Mais cela reste insuffisant, pour plusieurs représentants syndicaux et responsables politiques. "Aujourd'hui, il y a une telle tension, une telle situation, il y a de tels risques, que quelqu'un qui porte un uniforme est exposé", a estimé Nathalie Kosciusko-Morizet, candidate à la primaire de la droite, mercredi. "Dans certaines situations (...) on peut considérer que le risque est tel pour lui qu'on ne va pas attendre qu'il se fasse tirer dessus", a-t-elle poursuivi. Le député LR Eric Ciotti, à l'origine de deux propositions de loi rejetées par l'Assemblée nationale sur le sujet, avait tenu un discours similaire, mardi sur BFM TV, arguant qu'un policier "en danger" devait pouvoir "se défendre" après avoir effectué deux tirs de sommation.

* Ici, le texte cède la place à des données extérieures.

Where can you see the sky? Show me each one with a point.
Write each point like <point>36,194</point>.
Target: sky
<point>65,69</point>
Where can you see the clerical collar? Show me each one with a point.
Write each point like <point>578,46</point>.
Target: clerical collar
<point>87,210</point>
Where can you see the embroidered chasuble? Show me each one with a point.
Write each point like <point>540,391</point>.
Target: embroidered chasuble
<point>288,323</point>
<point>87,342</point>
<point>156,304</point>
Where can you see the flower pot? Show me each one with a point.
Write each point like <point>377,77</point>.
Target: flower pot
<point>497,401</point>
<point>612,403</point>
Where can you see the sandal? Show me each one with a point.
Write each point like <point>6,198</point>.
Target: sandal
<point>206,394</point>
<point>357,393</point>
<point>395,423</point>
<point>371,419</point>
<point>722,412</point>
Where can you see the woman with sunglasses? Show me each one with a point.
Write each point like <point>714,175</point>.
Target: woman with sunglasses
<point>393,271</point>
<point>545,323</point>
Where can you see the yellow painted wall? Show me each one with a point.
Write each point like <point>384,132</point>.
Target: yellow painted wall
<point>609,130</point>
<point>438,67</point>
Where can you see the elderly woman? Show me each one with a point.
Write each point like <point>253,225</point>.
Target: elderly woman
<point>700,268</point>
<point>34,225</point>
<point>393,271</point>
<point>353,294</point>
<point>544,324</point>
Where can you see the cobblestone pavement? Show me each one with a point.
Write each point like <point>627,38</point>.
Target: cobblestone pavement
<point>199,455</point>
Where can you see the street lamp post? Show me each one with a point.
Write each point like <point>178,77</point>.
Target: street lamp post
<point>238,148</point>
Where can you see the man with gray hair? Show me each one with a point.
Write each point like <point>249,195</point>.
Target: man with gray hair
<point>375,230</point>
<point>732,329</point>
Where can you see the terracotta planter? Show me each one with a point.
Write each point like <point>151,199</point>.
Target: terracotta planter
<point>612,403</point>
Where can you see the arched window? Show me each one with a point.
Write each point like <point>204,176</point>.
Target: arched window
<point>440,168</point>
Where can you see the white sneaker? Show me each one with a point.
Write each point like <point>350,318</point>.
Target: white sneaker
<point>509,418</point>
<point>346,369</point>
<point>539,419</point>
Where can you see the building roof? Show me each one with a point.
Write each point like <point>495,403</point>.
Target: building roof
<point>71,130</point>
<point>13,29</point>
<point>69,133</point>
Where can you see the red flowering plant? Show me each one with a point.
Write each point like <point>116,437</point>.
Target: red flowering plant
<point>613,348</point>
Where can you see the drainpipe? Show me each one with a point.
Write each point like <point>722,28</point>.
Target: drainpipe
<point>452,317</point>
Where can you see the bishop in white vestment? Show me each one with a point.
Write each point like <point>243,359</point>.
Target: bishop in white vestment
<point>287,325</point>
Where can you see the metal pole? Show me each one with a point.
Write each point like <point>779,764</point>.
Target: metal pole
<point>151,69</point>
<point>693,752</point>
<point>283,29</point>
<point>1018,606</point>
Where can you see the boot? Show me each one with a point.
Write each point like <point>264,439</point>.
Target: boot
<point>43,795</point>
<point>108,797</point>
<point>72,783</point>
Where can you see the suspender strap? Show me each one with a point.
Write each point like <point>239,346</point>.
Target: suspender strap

Une "surenchère démagogique" pour la gauche. "On se focalise sur un point qui n'apporterait rien de plus à la sécurité des policiers", répond Pascal Popelin, rapporteur de la loi votée en juin dans le contexte des attentats. Interrogé par Europe1.fr, le député PS, spécialiste des questions de sécurité, dénonce une "surenchère démagogique" : "On voit bien que c'est une revendication de seulement certains syndicats et pas d'autres". Alliance et Synergie-officiers sont ceux qui portent le plus fréquemment ces revendications. D'après le rapporteur, un régime de légitime défense plus large pourrait, au contraire, "placer les policiers dans une situation d'insécurité judiciaire". "Il ne faut pas que le législateur crée un flou qui pourrait être préjudiciable aux fonctionnaires", explique-t-il. "Aller plus loin, ce serait mettre la justice dans une position de difficulté d'interprétation, avec les risques de condamnation qui s'en suivent."
Force est de constater que la jurisprudence existante est plutôt favorable aux forces de l'ordre. En 2012, une mission initiée par le ministère de l'Intérieur sur le sujet concluait que la justice prenait en compte "les sujétions particulières des forces de l'ordre (...) parce qu'elles interviennent dans des circonstances particulières, difficiles, que le juge apprécie au cas par cas".